Flashbacks Finally Bring Answers in 'Criminal Record’s Penultimate Episode
Everything we’ve been waiting six episodes for was finally revealed in Criminal Record’s seventh episode entitled “The Sixty-Twos.” The episode flashes back to late summer 2011, Adelaide’s murder and Errol’s confession. We get A LOT of context for what was going on with all the characters we’ve been following. Hegarty’s wife/Lisa’s mother had died six months before, leaving them both devastated. Hegarty has bought the young (and not heroin-addicted) Lisa a puppy as a way to cheer up the daughter, who has had her whole world “come crashing down.”
“Eleven days from x-ray to a hole in the ground, there was no time for any of it,” Hegarty tells Tony, giving us more information about how sudden his wife’s death was. He is juggling so much. He’s still grieving (we learn that he only got two weeks of compassionate leave after his wife passed away). He’s adapting to being a single parent (in the midst of work, he calls Lisa’s babysitter to remind her that the omelets are to have absolutely no tomatoes.) “The thing about your mom. That’s all she wanted was for you to be happy,” he tells Lisa.
Hegarty isn’t so sure Errol is their guy. He’s revealed to be much more of a by-the-books detective than we have been led to believe. “Show me the facts. Show me the history of violence,” he barks. Adelaide and Errol had been together for five years. Errol was like a father to Patrick. They were planning to get married. Flashbacks show them happy and getting engaged with a toy ring.
There is immense pressure on Hegarty to charge Errol with the crime. Adelaide’s murder comes just one month after the London riots that erupted after Mark Duggan was shot and killed by police. Claudia tells Hegarty the police department is looking to take away attention from that and “reset the narrative.” Hegarty has 24 hours to charge Errol with the crime or release him. “Hard to nail it down, isn’t it?” Hegarty says to Claudia about all the evidence they have. “Was it intentional? Was he out of his fucking mind? He never hurt her before. Never laid a finger on anyone as far as I can see.”
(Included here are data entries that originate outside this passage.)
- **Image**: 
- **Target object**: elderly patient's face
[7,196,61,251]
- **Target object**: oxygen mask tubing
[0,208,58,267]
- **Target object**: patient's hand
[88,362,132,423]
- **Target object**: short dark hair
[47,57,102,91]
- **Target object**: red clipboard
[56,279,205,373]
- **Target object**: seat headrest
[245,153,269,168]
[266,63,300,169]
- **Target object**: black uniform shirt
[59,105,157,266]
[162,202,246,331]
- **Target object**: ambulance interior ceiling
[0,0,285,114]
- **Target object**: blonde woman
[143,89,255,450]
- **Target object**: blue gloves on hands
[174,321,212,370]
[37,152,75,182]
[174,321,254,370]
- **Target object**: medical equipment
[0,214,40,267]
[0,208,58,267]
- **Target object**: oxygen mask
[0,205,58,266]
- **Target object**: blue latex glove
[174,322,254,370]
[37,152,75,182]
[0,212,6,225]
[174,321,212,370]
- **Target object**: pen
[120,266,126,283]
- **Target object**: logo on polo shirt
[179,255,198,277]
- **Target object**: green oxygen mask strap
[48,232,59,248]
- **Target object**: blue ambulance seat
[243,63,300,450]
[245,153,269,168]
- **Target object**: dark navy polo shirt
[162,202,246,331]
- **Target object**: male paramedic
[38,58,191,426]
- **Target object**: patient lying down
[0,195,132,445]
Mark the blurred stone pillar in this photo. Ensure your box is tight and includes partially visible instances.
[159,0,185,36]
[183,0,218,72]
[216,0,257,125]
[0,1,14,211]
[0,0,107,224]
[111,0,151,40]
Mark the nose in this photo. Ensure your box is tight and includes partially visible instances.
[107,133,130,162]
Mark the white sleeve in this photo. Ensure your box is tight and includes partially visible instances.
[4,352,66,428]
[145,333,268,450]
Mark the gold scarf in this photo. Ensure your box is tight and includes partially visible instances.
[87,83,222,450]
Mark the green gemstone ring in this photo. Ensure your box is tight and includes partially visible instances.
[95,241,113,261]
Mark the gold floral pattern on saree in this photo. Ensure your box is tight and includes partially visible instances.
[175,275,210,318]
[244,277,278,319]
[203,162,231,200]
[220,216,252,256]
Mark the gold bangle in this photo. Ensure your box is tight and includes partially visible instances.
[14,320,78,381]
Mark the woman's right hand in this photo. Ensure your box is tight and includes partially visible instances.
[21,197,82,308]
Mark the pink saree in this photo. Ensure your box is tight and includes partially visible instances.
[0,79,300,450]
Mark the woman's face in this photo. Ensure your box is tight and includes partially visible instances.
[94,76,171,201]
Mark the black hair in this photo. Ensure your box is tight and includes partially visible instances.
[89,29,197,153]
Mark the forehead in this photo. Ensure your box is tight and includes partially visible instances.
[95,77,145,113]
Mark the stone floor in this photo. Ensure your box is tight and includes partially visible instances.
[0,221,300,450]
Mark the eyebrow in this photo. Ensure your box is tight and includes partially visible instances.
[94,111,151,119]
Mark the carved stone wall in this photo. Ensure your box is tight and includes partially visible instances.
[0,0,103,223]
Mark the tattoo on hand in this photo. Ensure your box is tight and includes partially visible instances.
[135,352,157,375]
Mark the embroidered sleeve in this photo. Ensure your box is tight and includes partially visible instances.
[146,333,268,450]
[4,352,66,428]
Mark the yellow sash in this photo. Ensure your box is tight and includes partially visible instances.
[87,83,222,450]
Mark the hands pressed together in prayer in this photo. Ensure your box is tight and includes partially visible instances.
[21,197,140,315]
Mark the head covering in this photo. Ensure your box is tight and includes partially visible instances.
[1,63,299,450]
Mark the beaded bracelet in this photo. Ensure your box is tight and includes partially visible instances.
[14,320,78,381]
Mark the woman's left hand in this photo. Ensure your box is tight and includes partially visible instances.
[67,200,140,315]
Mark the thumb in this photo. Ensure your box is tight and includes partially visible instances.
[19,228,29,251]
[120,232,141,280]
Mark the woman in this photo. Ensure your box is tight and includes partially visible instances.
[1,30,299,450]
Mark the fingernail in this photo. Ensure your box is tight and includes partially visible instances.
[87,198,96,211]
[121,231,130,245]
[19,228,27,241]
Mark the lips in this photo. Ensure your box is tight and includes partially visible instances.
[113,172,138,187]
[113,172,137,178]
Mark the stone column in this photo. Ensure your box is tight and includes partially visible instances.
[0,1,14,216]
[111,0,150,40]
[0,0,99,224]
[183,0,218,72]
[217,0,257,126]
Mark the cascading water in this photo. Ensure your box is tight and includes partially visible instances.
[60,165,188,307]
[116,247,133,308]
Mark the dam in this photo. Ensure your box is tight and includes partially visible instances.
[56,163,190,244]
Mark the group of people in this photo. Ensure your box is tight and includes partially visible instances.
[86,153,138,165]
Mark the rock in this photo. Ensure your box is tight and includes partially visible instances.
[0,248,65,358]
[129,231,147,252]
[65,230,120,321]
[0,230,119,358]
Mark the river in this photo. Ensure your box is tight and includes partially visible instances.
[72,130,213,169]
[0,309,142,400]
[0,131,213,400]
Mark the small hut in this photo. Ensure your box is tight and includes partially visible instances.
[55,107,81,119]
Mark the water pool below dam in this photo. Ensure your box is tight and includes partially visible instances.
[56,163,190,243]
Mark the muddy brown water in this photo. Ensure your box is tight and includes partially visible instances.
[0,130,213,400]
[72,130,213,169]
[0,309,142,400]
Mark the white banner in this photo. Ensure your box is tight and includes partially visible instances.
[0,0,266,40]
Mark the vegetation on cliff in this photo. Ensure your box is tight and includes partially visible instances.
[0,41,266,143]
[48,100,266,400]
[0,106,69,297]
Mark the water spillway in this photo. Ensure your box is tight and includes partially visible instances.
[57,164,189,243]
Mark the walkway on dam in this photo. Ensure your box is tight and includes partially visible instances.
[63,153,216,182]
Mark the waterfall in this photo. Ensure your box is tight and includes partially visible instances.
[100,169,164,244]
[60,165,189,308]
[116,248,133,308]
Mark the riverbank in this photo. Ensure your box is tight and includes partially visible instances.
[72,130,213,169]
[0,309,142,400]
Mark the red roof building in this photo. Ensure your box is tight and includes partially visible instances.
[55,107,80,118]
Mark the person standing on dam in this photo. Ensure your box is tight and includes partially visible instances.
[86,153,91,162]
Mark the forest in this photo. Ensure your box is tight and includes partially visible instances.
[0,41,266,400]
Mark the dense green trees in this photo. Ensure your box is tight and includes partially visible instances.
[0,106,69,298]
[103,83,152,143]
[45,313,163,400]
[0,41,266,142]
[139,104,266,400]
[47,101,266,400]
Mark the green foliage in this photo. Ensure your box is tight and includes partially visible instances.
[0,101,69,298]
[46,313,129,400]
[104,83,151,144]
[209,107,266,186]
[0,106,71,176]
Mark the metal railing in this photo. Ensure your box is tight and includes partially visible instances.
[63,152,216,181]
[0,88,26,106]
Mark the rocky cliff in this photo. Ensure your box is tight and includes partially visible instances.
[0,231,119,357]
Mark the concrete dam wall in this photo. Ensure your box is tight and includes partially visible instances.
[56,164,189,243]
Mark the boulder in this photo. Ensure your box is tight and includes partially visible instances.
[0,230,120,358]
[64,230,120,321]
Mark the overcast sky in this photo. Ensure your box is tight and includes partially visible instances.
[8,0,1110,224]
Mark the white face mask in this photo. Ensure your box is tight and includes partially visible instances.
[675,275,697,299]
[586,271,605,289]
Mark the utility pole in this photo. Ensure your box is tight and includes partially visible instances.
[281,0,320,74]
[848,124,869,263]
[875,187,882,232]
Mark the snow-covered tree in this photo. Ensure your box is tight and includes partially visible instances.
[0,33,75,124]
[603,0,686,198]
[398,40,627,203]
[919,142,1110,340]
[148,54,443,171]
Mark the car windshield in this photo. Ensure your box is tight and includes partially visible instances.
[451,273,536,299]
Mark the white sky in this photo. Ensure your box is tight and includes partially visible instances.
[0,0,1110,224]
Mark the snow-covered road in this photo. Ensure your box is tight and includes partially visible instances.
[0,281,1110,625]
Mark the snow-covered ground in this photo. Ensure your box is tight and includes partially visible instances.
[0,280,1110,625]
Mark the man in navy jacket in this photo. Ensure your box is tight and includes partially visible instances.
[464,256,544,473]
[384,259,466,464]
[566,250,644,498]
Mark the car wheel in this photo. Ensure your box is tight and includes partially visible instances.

Kim and Hegarty try to tie Errol to the looting while interrogating him. They’ve found clothes with tags still attached from stores that were looted in his apartment. “I’m not a thief,” he tells them. Then they tell him Adelaide has bites that match his teeth. “What is this,” Errol wonders. “There ain’t nothing you can do to get me. I loved her.”
Hegarty goes to see Errol’s dad. He notes that Errol’s father hasn’t come to see his son in the hospital and senses that there must be some tension there. He is right. They bond over being fathers, and the truth comes out. Six years earlier, when Errol was a teenager and on drugs, he came to his parents’ house asking them for money. His father told him there was no money left, and Errol stabbed him. Errol’s dad lifts up his shirt to show Hegarty the scar he still has. That’s the history of violence Hegarty was looking for.
Hegarty takes Errol to the apartment he shared with Patrick and Adelaide. “I want to see if we can’t jog your memory,” he tells Errol. Errol remains steadfast. He didn’t do this. He didn’t kill Adelaide. But then Hegarty tells Errol’s lawyer he can go home. Hegarty pretends he can’t find his phone and takes Errol back to the apartment under the guise of looking for his misplaced phone. Obviously, Hegarty taking Errol to the apartment without his lawyer present is not allowed.
Without Errol’s lawyer there, Hegarty goes at him. He incorrectly tells Errol that Patrick nearly lost his legs, and the doctors say he won’t walk again. “You broke that boy like a fucking China plate,” he tells him. Errol stands his ground. “You don’t know anything about us. The things we had,” he tells him. Then, Hegarty plays a recording of Patrick at the hospital telling Hegarty that his mom and Errol fought. “I’ll knock you flat,” Patrick remembers Errol saying. This admission devastates Errol and also clearly makes him doubt himself. “I killed Adelaide Burrows,” he tells Hegarty.
Did Hegarty alter the audio in some way? Or is Errol not the innocent man June thinks he is? The episode reveals Hegarty is not evil but a man under enormous duress. He’s clearly bent the rules, but there’s no grand conspiracy. He doesn’t seem to be protecting the real killer or anything like that.
The episode ends in the present with Hegarty telling June, “Well, if sometimes you have to go the extra mile, there’s no shame in that.” A furious Kim barges in and interrupts Hegarty and June’s conversation. Sonya, most likely still devastated over Doris’s death, has released Carla’s emergency call to the public. This puts Carla (not to mention June’s career) in danger.